Não é incomum nos depararmos com notícias envolvendo feminicídio. Este tipo de crime acontece desde que o mundo é mundo. Por sorte, hoje em dia existem leis e campanhas de conscientização sobre abusos domésticos e violência de gênero que ajudam, ao menos, a espalhar a mensagem de que as vítimas não estão sozinhas e podem procurar ajuda. Contudo, se hoje em dia já é difícil a disseminação dessas informações, o que podemos dizer sobre o distante século 19, em uma Porto Alegre bem diferente do que conhecemos hoje? No dia 12 de novembro de 1899, uma jovem foi vítima de um assassinato brutal cometido por aquele que mais amava e confiava (coisas que infelizmente ainda podemos ler nas notícias do século 21).
Maria Francelina Trenes, uma jovem imigrante alemã de 21 anos, foi assassinada pelo namorado, o soldado da Brigada Militar Bruno Soares Bicudo, em um piquenique no Morro do Hospício. Atualmente, o local é conhecido como Morro Maria da Conceição. O motivo do crime, segundo testemunhas, foi uma discussão alimentada pelo ciúme de Bruno, que culminou no assassinato por degolamento. O caso teve grande repercussão, gerando horror na população e transformando a história de Maria em um símbolo de violência de gênero.
O julgamento de Bruno ocorreu rapidamente, e ele foi condenado por homicídio doloso. O soldado morreu sete anos depois, ainda preso. A brutalidade do crime, no entanto, transcendeu os tribunais e, com o tempo, Maria Francelina se tornou "Maria Degolada", uma figura mitológica local.
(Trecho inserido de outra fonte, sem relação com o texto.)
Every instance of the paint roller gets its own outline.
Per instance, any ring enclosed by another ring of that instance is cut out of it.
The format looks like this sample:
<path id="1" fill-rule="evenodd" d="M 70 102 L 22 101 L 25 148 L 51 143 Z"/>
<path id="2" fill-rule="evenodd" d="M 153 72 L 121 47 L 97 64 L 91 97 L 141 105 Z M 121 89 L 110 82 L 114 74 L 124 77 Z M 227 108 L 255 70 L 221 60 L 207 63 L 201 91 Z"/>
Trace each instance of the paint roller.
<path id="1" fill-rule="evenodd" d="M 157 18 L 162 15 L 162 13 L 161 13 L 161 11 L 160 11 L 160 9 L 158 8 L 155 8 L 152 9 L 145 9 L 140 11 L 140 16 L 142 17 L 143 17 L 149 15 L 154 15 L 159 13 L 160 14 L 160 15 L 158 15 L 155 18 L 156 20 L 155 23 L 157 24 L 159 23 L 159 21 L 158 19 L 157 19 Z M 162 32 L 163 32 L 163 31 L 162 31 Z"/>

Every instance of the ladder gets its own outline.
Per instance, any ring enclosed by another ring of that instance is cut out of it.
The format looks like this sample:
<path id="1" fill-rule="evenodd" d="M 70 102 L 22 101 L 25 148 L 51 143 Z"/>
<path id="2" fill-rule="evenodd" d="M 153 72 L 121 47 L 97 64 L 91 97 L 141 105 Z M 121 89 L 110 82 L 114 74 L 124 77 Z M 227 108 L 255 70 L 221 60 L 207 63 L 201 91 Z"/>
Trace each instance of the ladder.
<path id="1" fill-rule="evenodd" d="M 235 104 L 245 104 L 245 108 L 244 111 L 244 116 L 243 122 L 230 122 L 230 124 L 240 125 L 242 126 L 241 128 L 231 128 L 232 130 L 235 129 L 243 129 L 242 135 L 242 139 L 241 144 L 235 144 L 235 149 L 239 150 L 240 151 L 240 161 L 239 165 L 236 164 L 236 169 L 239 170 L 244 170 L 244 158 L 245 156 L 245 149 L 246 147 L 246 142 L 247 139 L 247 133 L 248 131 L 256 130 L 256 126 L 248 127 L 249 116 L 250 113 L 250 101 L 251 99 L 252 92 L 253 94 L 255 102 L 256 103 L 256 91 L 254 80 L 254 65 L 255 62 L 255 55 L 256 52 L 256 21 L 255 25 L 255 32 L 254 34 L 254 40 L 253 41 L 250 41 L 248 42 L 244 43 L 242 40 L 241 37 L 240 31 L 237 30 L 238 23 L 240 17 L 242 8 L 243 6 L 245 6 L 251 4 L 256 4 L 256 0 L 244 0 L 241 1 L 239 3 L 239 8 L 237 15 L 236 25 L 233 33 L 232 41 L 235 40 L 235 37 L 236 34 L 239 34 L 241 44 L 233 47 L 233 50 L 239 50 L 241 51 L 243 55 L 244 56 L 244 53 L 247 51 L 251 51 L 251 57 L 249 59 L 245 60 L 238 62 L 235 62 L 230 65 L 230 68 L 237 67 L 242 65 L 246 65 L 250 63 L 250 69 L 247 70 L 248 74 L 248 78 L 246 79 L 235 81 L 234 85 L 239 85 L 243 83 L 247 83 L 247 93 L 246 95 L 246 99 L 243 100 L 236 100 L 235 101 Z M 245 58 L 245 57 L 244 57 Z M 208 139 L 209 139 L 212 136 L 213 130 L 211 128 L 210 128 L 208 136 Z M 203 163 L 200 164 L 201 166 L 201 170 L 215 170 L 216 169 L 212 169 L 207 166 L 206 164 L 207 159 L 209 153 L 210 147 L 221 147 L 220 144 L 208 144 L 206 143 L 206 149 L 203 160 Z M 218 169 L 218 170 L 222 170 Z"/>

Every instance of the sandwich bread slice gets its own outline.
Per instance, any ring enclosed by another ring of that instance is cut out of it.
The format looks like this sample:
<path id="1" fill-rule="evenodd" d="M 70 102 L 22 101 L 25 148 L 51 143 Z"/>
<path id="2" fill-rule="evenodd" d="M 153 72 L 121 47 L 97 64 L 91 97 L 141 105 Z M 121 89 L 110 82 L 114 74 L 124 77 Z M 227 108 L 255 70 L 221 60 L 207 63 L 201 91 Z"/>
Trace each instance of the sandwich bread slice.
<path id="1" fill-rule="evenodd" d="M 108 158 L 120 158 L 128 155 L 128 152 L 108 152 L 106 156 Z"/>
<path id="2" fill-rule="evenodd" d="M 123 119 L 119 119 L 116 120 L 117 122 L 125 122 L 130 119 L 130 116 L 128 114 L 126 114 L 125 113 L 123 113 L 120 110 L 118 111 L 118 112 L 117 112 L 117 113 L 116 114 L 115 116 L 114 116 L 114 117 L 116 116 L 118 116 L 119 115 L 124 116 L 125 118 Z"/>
Para alguns, ela foi vítima de uma tentativa de desmoralização, com rumores de que seria prostituta, usados como estratégia de defesa de Bruno. No entanto, a santificação popular de Maria parece responder a outra narrativa: a de uma mulher vítima de um feminicídio que se transforma em símbolo de resistência e proteção.
No local do assassinato, uma capela foi erguida em homenagem à "santa", que passou a ser venerada como Maria da Conceição. A devoção popular inclui pedidos e promessas que datam desde a década de 1940. A comunidade do Morro Maria da Conceição, uma das mais vulneráveis de Porto Alegre, encontrou na figura de Maria Degolada um símbolo de luta e identidade. Mesmo fora do reconhecimento oficial da Igreja Católica, ela é cultuada por pessoas de diferentes matrizes religiosas, incluindo católicos, evangélicos e praticantes de religiões afro-brasileiras.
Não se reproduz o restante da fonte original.